Dr Azaria said Venezuela was fully aware that the only way to stop Britain’s expansionist ambitions and aggression was the support of the United States. “If this support were to be withdrawn, “dangerous consequences would inevitably follow.”
She also said that even after the 1899 boundary award, Britain went ahead and unilaterally began demarcating parts of the boundary in 1900.
She recited that faced with this clear pressure and the fear of losing more land, at a particularly vulnerable moment during the Venezuelan civil war, Venezuela had no choice but to send the Demarcation Commission.
Dr Azaria added that there is also overwhelming evidence that Venezuela’s fear was well founded, and that she only was able to obtain evidence that the Award was invalid in the second half of the 20th century.

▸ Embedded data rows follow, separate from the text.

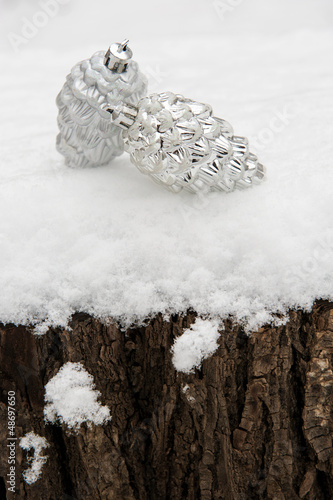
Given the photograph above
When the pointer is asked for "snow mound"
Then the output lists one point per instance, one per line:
(32, 441)
(71, 398)
(196, 344)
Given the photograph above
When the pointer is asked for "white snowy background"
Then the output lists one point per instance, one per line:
(108, 240)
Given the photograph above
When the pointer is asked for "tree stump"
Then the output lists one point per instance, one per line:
(255, 422)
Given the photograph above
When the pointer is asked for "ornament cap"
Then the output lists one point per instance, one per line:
(118, 56)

The common thread through the lawyers’ arguments on the merits of Guyana’s case on the validity of the 1899 Arbitral Tribunal Award of the land boundary with Venezuela is that after fresh evidence surfaced about the manner in which the decision had been made, the 1966 Geneva Agreement became the new mechanism to settle the controversy over the frontier mutually through bilateral negotiations.
Though Venezuela is participating in the ICJ process its political and legal representatives made it clear that that country does not recognise the jurisdiction of that court in the matter.
Professor Paolo Palchetti sought to discredit Guyana’s argument that the supposed 1944 posthumous letter by Mallet-Prevost, an American lawyer for Venezuela at the 1899 Tribunal, was a “mishmash of unreliable anecdotes.”
Dr Palchetti said there was more information around which to back up Mallet-Prevost’s view that the award in favour of the United Kingdom was the result of collusion between Russia and the United Kingdom and pressure by that tribunal’s president, Russian jurist Friedrich Martens.
Dr Tams added that the Tribunal failed to first investigate and ascertain the extent of the territories belonging to the Netherlands and Spain.
Dealing with the issue of an absence of reasons by the Tribunal for its decision, he said it was impossible to understand what guided the Tribunal in its decision.
In that regard, he said the tribunal was unable to put on paper any legal consideration that might have guided its decision. “This lack of reasons is in itself, as we have shown, reason to render the Award invalid. But it is also indicative of the Tribunal’s decision-making process,” Dr Tams also said.